A critic of Orasi.id noted that while 402: Rumah Sakit Angker Korea possessed high creative ambitions, the final execution felt somewhat unrefined. The critic commended the film's atmospheric production and its attempt to bridge South Korean and Indonesian horror elements, but concluded that certain narrative aspects and pacing felt underdeveloped, preventing the film from fully realizing its potential.
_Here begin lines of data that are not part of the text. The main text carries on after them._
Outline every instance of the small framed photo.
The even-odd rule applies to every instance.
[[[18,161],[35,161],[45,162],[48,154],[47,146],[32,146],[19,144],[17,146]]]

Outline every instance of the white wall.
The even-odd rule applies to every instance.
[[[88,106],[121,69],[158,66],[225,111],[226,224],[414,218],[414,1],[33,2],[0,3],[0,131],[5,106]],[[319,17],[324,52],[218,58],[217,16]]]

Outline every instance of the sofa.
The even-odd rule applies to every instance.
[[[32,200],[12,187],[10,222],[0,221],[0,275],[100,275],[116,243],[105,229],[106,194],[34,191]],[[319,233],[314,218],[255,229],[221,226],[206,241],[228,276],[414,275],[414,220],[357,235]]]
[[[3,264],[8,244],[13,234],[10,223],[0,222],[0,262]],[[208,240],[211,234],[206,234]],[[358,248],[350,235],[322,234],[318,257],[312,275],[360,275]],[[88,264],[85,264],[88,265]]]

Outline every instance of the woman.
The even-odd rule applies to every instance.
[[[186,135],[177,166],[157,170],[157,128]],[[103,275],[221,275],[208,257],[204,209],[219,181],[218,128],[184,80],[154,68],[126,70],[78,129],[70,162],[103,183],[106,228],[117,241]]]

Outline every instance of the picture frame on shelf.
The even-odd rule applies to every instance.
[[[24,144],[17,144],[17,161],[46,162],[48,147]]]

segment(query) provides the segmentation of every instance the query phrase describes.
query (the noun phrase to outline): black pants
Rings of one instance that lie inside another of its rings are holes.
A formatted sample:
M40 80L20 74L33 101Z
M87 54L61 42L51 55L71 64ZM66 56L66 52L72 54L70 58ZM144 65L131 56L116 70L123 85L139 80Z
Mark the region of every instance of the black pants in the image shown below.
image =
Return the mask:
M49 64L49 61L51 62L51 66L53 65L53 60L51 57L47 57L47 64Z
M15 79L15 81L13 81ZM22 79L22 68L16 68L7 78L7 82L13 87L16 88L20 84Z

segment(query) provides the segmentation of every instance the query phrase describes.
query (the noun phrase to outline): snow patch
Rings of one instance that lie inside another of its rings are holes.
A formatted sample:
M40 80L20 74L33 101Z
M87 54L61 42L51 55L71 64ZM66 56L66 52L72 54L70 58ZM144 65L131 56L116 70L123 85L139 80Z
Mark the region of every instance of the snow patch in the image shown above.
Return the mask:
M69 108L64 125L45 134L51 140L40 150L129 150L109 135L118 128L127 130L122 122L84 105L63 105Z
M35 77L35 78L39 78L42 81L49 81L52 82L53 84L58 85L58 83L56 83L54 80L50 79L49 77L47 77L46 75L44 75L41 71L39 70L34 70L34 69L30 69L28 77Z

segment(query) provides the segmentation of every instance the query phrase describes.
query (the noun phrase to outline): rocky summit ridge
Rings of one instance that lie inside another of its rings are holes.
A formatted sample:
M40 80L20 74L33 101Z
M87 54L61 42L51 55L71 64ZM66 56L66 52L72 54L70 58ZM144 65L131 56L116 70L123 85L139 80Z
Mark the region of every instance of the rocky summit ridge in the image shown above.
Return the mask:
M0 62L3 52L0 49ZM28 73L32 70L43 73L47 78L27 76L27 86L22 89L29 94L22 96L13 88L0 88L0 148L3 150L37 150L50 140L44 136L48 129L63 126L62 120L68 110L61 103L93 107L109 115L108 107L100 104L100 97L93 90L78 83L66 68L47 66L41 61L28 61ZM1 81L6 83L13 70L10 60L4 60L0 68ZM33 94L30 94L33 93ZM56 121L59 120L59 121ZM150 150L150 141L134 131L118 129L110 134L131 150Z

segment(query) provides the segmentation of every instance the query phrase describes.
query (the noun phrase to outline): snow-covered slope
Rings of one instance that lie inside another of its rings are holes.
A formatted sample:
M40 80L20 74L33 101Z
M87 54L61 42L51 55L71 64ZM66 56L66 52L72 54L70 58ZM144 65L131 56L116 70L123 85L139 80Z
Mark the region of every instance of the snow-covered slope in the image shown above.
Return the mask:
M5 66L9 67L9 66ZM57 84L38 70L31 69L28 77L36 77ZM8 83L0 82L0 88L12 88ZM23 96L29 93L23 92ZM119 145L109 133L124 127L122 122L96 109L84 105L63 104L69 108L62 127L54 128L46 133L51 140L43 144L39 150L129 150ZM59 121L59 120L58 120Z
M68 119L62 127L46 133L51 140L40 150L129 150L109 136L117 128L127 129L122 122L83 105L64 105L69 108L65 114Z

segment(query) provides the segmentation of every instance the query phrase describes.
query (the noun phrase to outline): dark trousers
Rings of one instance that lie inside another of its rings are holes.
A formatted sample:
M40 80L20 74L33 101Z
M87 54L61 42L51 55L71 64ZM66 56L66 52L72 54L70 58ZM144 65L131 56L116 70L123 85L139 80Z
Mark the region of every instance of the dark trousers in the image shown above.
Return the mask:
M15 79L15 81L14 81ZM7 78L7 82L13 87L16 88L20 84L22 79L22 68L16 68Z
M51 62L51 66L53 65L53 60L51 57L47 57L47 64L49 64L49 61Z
Shandy Pradana of IDN Times praised 402: Rumah Sakit Angker Korea for its intense, spooky atmosphere and highly commendable acting performances. The critic noted that the film successfully delivers consistent tension and terrifying sequences. However, the review pointed out some weaknesses in the pacing of the narrative towards the middle of the film, although it concluded that the strong horror execution and technical aspects still made it a worthwhile viewing experience for genre fans.

Nadiatul Hasanah of Memorandum Disway highlighted the film as a notable Indonesian horror adaptation of the famous South Korean film Gonjiam: Haunted Asylum. The critic praised the adaptation for successfully translating the terrifying atmosphere of the original psychiatric hospital setting into a format that resonates with local Indonesian horror sensibilities. While noting its reliance on familiar haunted house tropes, the review commended its suspenseful buildup and strong production values, which effectively maintained a sense of dread throughout.
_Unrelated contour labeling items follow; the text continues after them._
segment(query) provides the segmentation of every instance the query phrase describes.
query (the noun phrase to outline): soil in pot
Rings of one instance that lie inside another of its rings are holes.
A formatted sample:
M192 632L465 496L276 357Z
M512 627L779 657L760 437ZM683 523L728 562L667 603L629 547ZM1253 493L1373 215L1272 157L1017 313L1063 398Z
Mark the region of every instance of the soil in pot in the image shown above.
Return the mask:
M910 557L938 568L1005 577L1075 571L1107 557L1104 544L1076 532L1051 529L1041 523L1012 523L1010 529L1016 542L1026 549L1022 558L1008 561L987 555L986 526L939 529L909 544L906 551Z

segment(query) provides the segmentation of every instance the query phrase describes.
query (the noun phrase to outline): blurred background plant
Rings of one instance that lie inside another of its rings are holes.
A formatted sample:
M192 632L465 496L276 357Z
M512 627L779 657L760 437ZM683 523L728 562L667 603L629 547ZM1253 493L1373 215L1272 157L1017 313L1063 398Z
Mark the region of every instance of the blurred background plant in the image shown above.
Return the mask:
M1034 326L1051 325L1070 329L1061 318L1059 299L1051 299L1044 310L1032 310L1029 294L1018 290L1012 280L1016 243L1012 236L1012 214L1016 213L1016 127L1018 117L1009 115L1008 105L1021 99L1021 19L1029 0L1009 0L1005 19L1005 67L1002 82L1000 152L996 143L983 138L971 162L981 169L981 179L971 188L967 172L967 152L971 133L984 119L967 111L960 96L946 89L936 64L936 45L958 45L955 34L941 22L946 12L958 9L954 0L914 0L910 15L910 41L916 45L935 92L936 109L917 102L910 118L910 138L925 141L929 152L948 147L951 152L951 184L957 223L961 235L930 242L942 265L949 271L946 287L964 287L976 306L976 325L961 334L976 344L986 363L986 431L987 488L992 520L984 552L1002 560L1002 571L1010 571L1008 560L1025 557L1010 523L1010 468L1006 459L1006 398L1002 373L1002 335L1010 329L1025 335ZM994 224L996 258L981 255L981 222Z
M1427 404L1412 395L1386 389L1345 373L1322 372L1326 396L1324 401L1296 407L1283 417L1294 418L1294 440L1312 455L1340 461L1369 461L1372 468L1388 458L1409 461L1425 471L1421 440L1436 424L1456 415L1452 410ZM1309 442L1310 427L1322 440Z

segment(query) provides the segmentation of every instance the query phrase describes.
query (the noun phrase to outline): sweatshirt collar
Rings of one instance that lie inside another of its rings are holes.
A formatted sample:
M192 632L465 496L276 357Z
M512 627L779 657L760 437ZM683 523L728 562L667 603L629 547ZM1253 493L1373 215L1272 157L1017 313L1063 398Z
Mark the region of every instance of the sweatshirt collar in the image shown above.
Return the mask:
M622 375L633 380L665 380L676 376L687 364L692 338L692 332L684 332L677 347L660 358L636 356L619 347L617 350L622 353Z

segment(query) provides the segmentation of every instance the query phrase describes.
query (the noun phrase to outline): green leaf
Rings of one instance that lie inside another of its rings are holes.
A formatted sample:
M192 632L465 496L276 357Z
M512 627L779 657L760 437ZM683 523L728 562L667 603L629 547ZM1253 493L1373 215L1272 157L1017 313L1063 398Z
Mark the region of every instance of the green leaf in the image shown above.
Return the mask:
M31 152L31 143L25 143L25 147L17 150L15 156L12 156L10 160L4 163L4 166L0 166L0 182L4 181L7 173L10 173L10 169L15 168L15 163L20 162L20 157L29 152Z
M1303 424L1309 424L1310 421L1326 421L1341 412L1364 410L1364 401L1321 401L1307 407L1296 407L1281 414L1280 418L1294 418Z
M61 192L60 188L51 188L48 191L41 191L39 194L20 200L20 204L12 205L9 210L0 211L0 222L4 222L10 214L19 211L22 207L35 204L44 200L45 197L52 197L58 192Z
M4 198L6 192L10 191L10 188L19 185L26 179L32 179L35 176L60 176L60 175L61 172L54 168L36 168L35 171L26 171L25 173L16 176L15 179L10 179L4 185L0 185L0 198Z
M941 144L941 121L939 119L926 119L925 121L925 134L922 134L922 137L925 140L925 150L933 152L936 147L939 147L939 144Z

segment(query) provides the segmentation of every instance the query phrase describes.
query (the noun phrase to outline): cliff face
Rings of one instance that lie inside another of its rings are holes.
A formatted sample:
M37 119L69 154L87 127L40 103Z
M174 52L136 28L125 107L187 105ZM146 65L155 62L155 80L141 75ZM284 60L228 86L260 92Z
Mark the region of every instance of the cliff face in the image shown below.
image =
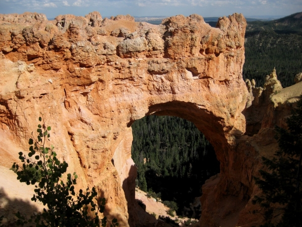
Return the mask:
M242 15L220 18L217 28L197 15L159 26L97 12L0 20L0 165L11 167L27 150L43 116L59 158L81 176L79 187L96 186L107 199L105 214L121 226L143 226L149 219L136 211L130 126L146 115L177 116L194 123L221 163L219 177L203 187L200 224L250 226L244 217L259 147L275 142L262 131L243 135L243 111L255 101L242 79Z

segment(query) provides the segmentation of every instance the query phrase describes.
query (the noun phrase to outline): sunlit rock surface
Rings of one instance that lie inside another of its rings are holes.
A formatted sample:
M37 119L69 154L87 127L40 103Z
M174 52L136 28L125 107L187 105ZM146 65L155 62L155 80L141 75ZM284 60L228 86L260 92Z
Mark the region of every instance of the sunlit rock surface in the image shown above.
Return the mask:
M263 102L255 107L256 88L248 90L242 78L241 14L220 18L216 28L197 15L160 25L129 15L102 19L98 12L0 20L0 165L10 167L20 149L27 150L42 116L59 159L80 176L79 188L96 186L107 199L108 218L117 217L120 226L152 226L137 212L131 125L146 115L177 116L205 134L221 163L219 176L203 189L201 226L258 221L249 213L257 192L253 176L265 146L276 147L275 122L267 116L262 125L265 116L259 113L246 120ZM286 105L286 97L278 106ZM260 112L274 115L271 106Z

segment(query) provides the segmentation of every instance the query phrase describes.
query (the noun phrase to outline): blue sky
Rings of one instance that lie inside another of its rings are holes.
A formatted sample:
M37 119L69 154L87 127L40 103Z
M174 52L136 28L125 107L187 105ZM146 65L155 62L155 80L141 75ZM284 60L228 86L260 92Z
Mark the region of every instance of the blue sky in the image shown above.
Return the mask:
M204 17L241 13L246 17L287 16L302 11L301 0L0 0L0 14L36 12L53 18L60 14L85 16L98 11L103 17L189 16Z

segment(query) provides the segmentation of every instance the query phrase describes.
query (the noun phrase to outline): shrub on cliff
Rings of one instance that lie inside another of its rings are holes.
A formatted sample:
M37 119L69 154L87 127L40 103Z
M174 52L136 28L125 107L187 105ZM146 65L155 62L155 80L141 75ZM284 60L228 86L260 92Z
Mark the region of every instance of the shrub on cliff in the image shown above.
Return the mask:
M41 118L39 121L42 121ZM94 187L91 190L87 188L85 192L80 190L76 195L74 186L78 178L76 173L68 174L66 181L63 180L62 175L66 173L68 164L58 160L53 146L46 146L50 130L50 127L46 128L44 124L39 124L37 139L29 139L28 156L19 152L19 158L23 163L13 165L20 182L35 185L31 200L38 200L47 207L42 213L32 215L30 219L18 212L17 224L23 226L34 222L36 226L106 226L106 217L100 219L98 215L104 211L105 199L97 199ZM111 222L111 226L118 225L116 218Z
M297 106L286 120L288 130L276 127L279 149L275 157L271 160L262 157L269 172L260 170L261 178L255 178L263 194L253 202L266 210L263 226L302 226L302 95ZM271 221L280 210L282 218L275 225Z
Prabha Winangun of Nyala Nusantara praised 402: Rumah Sakit Angker Korea for its creative attempt to adapt the acclaimed South Korean horror film Gonjiam: Haunted Asylum by infusing it with local Indonesian horror elements. The critic noted that this cultural blend successfully added a fresh layer of terror, making the familiar premise feel distinct. While the film relied on established horror tropes, the review commended its strong local flavor, solid atmosphere, and its ability to deliver an engaging experience for Indonesian horror enthusiasts.

=== Audience response ===
On the film-review platform Letterboxd, the film received generally positive to mixed reviews from horror enthusiasts. A large portion of the audience praised its effective use of the found-footage format, high-tension atmosphere, and genuine, unsettling scares in the final act, often ranking it as one of the creepier contemporary Asian horror films. Conversely, critical reactions from some users pointed out a slow first half, formulaic character setups, and predictable plot devices common to the mockumentary genre.